Wishes are not a good way of determining what is or is not an error.

> I also note that in this general area, there lurks an actual interop
> issue with Gecko's old HTML parser:
> https://bugzilla.mozilla.org/show_bug.cgi?id=214476

Thanks!

> When you talk about interop issues, do you mean actual interop issues
> with software deployed today (even if that software might fade away
> in the future) or interop issues in a future scenario where every
> piece of software conforms to the spec?
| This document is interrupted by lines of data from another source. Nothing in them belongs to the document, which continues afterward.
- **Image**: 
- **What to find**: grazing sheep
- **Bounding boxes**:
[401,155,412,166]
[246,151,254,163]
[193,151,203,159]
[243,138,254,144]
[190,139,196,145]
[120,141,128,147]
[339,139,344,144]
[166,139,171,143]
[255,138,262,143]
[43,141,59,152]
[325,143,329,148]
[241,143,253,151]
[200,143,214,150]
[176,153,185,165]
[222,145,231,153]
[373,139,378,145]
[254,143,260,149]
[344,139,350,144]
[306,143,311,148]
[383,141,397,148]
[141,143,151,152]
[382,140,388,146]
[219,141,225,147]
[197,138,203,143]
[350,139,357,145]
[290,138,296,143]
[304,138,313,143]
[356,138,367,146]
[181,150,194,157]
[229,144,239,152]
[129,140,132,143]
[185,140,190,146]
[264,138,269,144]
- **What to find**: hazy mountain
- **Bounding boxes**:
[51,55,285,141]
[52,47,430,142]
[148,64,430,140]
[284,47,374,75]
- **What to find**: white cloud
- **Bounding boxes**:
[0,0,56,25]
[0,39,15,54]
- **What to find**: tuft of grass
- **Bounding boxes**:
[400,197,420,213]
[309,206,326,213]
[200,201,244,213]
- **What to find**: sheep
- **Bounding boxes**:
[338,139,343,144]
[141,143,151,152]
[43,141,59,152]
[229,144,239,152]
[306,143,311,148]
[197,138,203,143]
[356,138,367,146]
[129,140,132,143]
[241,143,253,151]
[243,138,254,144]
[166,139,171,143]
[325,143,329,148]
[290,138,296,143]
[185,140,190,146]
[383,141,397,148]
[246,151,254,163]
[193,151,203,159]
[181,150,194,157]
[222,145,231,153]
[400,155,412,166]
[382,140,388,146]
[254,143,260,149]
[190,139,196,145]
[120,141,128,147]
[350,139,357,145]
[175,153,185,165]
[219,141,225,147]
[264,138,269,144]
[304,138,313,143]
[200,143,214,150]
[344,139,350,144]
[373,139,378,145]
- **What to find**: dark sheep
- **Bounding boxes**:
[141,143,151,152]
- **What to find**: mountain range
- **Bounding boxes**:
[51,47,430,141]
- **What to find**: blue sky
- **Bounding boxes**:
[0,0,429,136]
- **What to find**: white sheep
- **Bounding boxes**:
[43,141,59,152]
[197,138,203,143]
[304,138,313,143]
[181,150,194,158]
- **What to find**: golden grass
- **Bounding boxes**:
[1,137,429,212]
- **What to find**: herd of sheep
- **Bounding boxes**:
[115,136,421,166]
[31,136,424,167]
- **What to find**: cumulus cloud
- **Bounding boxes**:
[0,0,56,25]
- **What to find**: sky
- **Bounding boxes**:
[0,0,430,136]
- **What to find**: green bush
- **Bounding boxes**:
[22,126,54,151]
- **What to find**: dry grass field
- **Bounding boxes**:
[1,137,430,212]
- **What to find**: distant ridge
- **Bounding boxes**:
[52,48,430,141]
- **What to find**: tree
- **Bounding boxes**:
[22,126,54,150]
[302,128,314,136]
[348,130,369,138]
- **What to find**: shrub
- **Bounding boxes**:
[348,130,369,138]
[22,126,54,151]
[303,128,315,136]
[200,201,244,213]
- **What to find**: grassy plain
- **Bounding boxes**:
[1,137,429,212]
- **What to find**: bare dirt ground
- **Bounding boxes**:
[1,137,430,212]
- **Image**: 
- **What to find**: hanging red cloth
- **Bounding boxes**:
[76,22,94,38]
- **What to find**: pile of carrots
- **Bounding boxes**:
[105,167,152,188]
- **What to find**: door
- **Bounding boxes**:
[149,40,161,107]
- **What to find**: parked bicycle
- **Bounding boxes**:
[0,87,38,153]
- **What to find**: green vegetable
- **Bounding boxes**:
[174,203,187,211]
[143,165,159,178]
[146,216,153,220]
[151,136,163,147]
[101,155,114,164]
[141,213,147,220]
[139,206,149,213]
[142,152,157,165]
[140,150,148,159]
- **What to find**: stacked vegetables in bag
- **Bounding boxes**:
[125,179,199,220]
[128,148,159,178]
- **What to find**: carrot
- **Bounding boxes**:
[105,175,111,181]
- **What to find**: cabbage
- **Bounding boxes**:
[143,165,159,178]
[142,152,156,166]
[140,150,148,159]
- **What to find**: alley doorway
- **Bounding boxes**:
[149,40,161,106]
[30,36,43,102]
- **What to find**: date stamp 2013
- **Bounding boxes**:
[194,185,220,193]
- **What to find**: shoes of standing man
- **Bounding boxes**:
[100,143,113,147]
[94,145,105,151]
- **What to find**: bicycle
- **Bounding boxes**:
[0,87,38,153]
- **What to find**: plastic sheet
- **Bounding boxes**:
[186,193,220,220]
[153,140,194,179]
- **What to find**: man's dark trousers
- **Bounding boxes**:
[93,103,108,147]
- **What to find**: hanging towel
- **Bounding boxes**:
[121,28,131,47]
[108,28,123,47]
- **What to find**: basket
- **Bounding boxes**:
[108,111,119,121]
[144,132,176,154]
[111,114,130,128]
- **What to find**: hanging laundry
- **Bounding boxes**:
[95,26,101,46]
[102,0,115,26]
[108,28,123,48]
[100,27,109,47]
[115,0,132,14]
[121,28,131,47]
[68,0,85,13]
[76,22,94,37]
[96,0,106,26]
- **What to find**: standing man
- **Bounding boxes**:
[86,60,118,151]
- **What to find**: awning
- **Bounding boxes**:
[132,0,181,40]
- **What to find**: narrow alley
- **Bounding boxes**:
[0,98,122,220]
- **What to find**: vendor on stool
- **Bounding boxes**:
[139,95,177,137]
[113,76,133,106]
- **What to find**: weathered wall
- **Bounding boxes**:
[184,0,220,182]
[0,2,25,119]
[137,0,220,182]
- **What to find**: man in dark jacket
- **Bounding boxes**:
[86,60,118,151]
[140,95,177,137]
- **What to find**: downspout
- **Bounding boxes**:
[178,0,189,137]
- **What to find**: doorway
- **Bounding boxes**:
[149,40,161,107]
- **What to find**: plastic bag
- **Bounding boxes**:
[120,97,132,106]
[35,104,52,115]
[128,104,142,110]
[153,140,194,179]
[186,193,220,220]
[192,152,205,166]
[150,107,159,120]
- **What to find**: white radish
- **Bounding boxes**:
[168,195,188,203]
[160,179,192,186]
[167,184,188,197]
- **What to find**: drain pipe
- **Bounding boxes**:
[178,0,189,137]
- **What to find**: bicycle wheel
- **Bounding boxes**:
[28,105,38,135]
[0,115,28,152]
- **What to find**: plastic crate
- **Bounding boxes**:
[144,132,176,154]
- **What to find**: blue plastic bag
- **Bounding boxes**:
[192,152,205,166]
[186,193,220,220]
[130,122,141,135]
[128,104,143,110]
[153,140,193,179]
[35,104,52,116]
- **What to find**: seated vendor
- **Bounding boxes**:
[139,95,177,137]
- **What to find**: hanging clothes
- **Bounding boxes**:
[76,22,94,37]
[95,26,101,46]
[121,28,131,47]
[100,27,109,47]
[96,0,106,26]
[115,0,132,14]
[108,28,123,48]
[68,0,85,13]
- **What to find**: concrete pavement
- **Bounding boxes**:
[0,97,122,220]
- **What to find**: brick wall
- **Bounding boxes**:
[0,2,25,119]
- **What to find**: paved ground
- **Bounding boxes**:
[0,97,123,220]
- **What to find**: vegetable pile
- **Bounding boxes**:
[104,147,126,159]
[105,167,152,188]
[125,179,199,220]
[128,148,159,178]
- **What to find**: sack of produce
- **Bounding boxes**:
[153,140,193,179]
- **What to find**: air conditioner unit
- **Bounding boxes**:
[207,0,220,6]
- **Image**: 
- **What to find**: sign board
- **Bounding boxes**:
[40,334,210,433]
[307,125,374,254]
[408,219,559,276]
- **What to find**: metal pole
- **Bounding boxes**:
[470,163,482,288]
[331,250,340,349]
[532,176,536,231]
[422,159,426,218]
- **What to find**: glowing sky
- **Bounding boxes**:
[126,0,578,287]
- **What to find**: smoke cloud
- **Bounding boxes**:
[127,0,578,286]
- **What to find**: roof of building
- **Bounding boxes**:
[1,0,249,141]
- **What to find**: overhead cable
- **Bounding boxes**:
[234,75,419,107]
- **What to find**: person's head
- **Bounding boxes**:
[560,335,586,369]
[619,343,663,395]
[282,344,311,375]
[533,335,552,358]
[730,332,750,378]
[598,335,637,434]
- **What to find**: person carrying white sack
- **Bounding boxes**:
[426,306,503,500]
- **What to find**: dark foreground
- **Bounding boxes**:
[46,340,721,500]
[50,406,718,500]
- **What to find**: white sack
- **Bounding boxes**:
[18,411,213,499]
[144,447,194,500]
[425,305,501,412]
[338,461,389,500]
If there are valid reasons to ignore a particular item, then a MUST is 
not appropriate.

>> Now consider site #5 on the internet: live.com.  I'm also pretty
>> sure that this site was not authored using Emacs.  It, too, is
>> served as text/html.  It contains an attribute that validator.nu
>> asserts can't be serializable as XML 1.0.  The statement that
>> validator.nu makes is somewhat incomplete and arguably misleading.
>
> How so? You can't represent an attribute whose local name is
> "xmlns:web" and that doesn't have a namespace in XML 1.0 plus
> Namespaces.
>
> Not saying this because the source stream would be well-formed XML
> but with another document tree seems to me to be about scoring
> political points among people who like the appearance of using XML
> more than they care about the document being actually polyglot.
> However, making various presentational elements and attributes
> conforming would lose a lot of political points with another (but
> non-trivially overlapping) constituency.
>
> How should we decide which political points to go for?

Wishes are not a good way of determining what is or is not an error.

>> I'll also note that the xml:lang attribute that is also present in
>> this same page does not meet the criteria of producing a DOM when
>> parsed using an HTML parser that can also be produced using an XML
>> parser.
>
> True. However, for conforming documents, this doesn't alter the
> meaning of the document, because xml:lang in text/html is only
> allowed when accompanied by lang with the same value.

Meaning is in the eye of the beholder.  The DOM is different.